The attorney for Gay Lyn Hadfield, who was held in contempt of court for refusing to take her children to a court-appointed therapist, has asked that the hearing on those charges be moved from Utah County to either Summit or Salt Lake county.
Attorney Sharon Donovan, who filed for a change of venue on Wednesday, believes that Gay Hadfield, ex-wife of convicted child sexual abuser Allan B. Hadfield, cannot get an impartial hearing in Utah County."Due to the current emotionalism in the community, there is a serious risk that dispassionate proceedings will not be possible and any action is likely to be perceived as tainted," her motion reads.
To support the claim, copies of most of the newspaper clippings relating to the Hadfield case from the Provo Herald were attached with the motion filed in 4th District Court.
It's not the first time an attorney has tried to get a related case moved out of Utah County. The Utah attorney general's office also asked for a change of venue during Allan Hadfield's criminal trial, citing inflammatory pretrial publicity by a local television station.
It was denied. But Donovan is trying again.
According to the motion, Donovan believes that a clash between the 4th District judges and the attorney general's office also could bias the judge's ruling in the contempt hearing.
Because Gay Hadfield now resides in Heber City, and her children go to school there, Donovan believes it will be much more convenient for the defendant, the children and other witnesses if this matter is transferred to Summit County or Salt Lake County.
The attorney's action was the latest in the Hadfield controversy that has been brewing since 1985, when authorities began investigating allegations of widespread sex abuse in a Lehi neighborhood.
In a heated and highly publicized case in Dec. 1987, a jury convicted Allan Hadfield of sodomizing and sexually molesting his son and daughter. Hadfield spent six months in jail, and is now undergoing court-appointed treatment for child sex abusers.
Battles between mother and father, judges and attorneys, have nevertheless continued.
In the Hadfield's divorce decree in Feb. 1987, 4th District Judge Ray Harding ordered Gay Hadfield to take her children to Dr. Lynn Scoresby, a Provo psychologist. Fourth District Judge George E. Ballif, who took over the case for Harding, upheld that ruling.
Gay Hadfield has said repeatedly, however, that she didn't feel her children would receive adequate treatment from Scoresby because his initial evaluation procedure included repeated interviews of the children in their father's presence. Scoresby was also a witness for the defense in Allan Hadfield's criminal trial.

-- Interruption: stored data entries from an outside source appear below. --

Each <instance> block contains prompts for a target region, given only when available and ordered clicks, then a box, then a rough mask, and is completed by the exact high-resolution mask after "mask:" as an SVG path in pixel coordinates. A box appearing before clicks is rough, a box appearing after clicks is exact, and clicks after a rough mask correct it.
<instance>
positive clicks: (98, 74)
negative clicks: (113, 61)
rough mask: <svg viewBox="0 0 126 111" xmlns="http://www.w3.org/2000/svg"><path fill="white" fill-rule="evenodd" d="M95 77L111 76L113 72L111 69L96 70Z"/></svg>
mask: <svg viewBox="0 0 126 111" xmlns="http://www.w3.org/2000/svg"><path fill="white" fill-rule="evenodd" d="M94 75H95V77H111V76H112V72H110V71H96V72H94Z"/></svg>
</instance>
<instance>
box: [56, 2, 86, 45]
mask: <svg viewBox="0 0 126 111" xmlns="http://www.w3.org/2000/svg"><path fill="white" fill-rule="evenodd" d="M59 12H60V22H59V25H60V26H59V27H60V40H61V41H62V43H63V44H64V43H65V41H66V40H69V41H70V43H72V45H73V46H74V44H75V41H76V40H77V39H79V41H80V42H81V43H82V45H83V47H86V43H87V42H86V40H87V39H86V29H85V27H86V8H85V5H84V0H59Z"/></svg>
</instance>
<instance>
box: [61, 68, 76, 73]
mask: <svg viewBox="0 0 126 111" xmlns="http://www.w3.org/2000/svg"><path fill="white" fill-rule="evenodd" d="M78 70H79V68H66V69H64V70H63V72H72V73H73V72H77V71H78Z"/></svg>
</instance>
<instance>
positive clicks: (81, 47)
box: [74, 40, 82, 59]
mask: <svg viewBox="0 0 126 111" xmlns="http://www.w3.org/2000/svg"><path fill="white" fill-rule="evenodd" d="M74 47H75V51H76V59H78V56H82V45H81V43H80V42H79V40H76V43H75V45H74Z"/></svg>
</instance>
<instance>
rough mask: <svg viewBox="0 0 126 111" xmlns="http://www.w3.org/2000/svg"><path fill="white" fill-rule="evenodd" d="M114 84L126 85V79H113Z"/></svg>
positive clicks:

As criminal proceedings against Hadfield progressed, assistant attorney general Robert Parrish, chief prosecutor in the criminal case, said he told Gay Hadfield to take her children to Scoresby, "but at the same time to take them to Dr. Paul Whitehead for the supportive therapy during the time they would be testifying against their father in the criminal case."
Harding and Ballif contend that Parrish, in giving Gay Hadfield this advise, violated rules of professional conduct. The judges have filed a complaint against Parrish with the Utah State Bar.
The attorney general's office has filed an informal response to the complaint questioning the judges' formal and informal involvement in the case.